Facebook Starts Opening Live Video Broadcasting To All, Launches Photo+Video Collages

After letting just celebrities and journalists on its Periscope competitor for a few months, Facebook today began testing its Live streaming video broadcasting feature with average users on iOS in the U.S. What’s different from Periscope is that only close friends will receive notifications about broadcasts, and afterwards, replay videos are automatically saved and remain permanently visible.

The expansion of Live is part of Facebook’s push “to help friends and family feel like they’re in the moment with you”, according to Product Managers Vadim Lavrusik and Thai Tran.

Live 2

Along the same lines, Facebook too unveiled a new sharing format which lets you post multiple photos and videos as tiles in what it calls Collages. Think of it like the multi-photo stories people could share on Facebook, but with videos too, and options to resize each white-bordered tile like in Instagram’s standalone app Layout. You can see an example on Tran’s Facebook profile here. Collages are coming to iOS starting today and Android next year.

Both Live and Collages show Facebook’s willingness to adopt whatever sharing mediums are popular in order to stay relevant, no matter whether it’s criticized for copying.

Collage 1

Sharing 1That’s why it’s also testing a new drop-down menu for posting that lets you choose between different content types. It has room for more features as Facebook builds, like 360-degree video, which can now be played in the News Feed.

Meerkat and Periscope made mobile live streaming seem like the most urgent, raw way to share. Now Facebook is baking that functionality into the News Feed where people spend their time, rather than a side app like Twitter’s acquisition Periscope.

But Facebook is hoping to avoid some of the early notification overload by easing users onto Live. First it only let VIPs and then other public figures use it, which helped teach people what’s important or interesting enough to stream. Now it’s slowly rolling out tests of Live so that everyone doesn’t flood the News Feed with crappy “Hello World” streams at the same time. Then it’s only sending alerts about broadcasts if you’re a close friend or voluntarily subscribe.

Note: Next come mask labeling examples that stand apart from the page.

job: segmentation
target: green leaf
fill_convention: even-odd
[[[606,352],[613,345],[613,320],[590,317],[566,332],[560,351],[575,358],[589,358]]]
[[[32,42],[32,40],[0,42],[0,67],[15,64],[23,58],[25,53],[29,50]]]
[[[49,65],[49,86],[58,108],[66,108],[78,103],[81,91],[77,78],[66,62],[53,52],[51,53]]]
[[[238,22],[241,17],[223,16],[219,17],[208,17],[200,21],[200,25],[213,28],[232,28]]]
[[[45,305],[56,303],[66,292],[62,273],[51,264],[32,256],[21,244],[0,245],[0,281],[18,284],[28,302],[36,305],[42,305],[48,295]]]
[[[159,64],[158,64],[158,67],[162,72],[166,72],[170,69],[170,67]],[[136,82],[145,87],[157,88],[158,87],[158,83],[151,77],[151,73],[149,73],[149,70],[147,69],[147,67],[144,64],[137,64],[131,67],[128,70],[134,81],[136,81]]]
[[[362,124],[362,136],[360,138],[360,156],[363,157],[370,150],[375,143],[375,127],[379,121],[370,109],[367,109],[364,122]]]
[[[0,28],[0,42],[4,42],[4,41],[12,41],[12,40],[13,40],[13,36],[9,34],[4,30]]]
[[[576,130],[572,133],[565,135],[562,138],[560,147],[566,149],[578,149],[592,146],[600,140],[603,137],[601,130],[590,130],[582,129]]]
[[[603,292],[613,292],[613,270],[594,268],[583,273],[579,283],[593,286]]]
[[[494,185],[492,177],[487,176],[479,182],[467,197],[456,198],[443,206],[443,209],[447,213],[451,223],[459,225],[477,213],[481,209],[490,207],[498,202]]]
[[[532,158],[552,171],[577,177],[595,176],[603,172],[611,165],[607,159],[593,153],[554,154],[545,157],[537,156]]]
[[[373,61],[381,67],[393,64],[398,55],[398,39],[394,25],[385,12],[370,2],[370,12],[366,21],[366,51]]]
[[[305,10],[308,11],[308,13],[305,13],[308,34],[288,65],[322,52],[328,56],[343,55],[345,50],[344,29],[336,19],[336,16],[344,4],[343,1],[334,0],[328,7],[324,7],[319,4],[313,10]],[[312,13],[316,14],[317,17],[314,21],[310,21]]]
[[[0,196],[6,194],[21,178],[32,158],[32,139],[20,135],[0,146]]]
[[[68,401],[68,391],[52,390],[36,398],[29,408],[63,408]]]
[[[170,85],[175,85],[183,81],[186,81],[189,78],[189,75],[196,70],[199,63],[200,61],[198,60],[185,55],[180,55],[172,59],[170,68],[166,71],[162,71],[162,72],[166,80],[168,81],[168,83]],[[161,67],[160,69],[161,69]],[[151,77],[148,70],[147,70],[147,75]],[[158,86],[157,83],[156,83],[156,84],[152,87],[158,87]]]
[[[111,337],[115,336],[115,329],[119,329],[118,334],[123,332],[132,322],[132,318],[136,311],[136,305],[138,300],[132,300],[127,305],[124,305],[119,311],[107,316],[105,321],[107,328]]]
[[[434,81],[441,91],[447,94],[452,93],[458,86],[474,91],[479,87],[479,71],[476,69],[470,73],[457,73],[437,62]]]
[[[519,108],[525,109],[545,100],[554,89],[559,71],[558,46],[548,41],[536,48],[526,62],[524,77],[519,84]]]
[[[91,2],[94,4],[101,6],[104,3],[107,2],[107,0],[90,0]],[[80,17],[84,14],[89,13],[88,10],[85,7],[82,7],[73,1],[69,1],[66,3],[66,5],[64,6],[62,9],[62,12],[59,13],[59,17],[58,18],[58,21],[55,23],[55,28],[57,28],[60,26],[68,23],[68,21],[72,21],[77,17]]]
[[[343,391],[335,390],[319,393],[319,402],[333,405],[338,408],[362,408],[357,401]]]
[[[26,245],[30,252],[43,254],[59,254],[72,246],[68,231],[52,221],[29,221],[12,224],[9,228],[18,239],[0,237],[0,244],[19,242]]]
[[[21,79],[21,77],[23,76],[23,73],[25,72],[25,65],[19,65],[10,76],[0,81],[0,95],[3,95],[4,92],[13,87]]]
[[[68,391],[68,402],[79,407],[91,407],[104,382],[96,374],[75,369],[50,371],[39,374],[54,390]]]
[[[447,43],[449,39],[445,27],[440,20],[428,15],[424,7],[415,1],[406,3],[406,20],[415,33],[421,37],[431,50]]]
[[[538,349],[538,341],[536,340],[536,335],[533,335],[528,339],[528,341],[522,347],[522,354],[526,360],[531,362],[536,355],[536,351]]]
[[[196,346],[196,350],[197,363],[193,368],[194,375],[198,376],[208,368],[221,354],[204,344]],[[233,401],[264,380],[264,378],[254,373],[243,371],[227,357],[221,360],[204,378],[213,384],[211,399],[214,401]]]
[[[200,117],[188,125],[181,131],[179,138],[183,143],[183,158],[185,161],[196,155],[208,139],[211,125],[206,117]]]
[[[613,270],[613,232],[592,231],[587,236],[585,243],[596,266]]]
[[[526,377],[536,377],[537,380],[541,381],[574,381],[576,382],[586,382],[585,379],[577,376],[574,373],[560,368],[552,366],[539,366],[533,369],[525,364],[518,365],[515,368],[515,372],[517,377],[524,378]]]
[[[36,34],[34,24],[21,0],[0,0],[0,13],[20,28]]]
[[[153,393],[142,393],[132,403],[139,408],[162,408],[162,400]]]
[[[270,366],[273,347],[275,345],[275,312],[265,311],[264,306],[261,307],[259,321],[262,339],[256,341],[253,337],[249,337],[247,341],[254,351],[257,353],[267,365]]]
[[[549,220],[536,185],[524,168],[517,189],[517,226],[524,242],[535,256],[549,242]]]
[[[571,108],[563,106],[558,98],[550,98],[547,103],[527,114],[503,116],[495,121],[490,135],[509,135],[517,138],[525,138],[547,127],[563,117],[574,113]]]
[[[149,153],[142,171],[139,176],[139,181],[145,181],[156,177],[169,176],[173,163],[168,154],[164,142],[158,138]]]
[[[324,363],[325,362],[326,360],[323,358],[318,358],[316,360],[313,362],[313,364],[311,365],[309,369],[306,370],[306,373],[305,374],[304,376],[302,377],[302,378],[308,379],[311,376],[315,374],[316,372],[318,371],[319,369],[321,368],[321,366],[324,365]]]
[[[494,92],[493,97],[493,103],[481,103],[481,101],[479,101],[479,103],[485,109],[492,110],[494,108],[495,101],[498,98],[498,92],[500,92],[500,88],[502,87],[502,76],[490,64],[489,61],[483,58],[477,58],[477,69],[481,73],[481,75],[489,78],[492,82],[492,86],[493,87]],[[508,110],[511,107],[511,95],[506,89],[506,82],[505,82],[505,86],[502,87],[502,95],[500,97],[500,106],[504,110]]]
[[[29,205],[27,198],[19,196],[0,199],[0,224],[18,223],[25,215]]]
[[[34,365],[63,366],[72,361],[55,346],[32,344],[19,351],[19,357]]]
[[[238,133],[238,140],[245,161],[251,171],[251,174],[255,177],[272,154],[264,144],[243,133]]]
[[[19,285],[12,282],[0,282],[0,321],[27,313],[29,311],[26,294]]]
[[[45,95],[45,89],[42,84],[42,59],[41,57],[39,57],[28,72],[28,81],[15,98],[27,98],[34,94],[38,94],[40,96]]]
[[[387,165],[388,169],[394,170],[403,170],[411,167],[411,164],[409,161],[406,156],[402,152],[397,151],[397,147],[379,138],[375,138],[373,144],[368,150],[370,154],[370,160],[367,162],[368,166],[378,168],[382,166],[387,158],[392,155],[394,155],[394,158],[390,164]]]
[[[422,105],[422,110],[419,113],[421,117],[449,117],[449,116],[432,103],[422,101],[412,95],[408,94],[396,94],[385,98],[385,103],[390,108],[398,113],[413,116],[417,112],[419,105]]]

Over the past few months since Periscope launched in April, Twitter hasn’t wanted or been able to build the viewing or broadcasting experience into its main app. Facebook is betting that putting Live broadcasting and viewing abilities where people already spend more time on mobile than anywhere else will let it leap-frog Twitter. But the early popularity of Periscope and the way the word has become a verb meaning ‘to mobile live stream’ will leave Facebook looking like a clone.

Collage 2

Meanwhile, collages made with apps like PicStitch grew to represent 1 in 5 photos shared on Instagram. So naturally, Instagram made its own collaging app Layout, and now Facebook is baking the feature into its photo uploader with the added bonus of videos.

To make a Collage, go to upload a photo and Facebook will give you the option to pick multiple pics and videos. It will then automatically turn them into a Collage, though you can resize and re-order the tiles to highlight what you want. While viewing, videos auto-play, and you can scroll down normally or click an arrow button to jump down to a new screen full of content.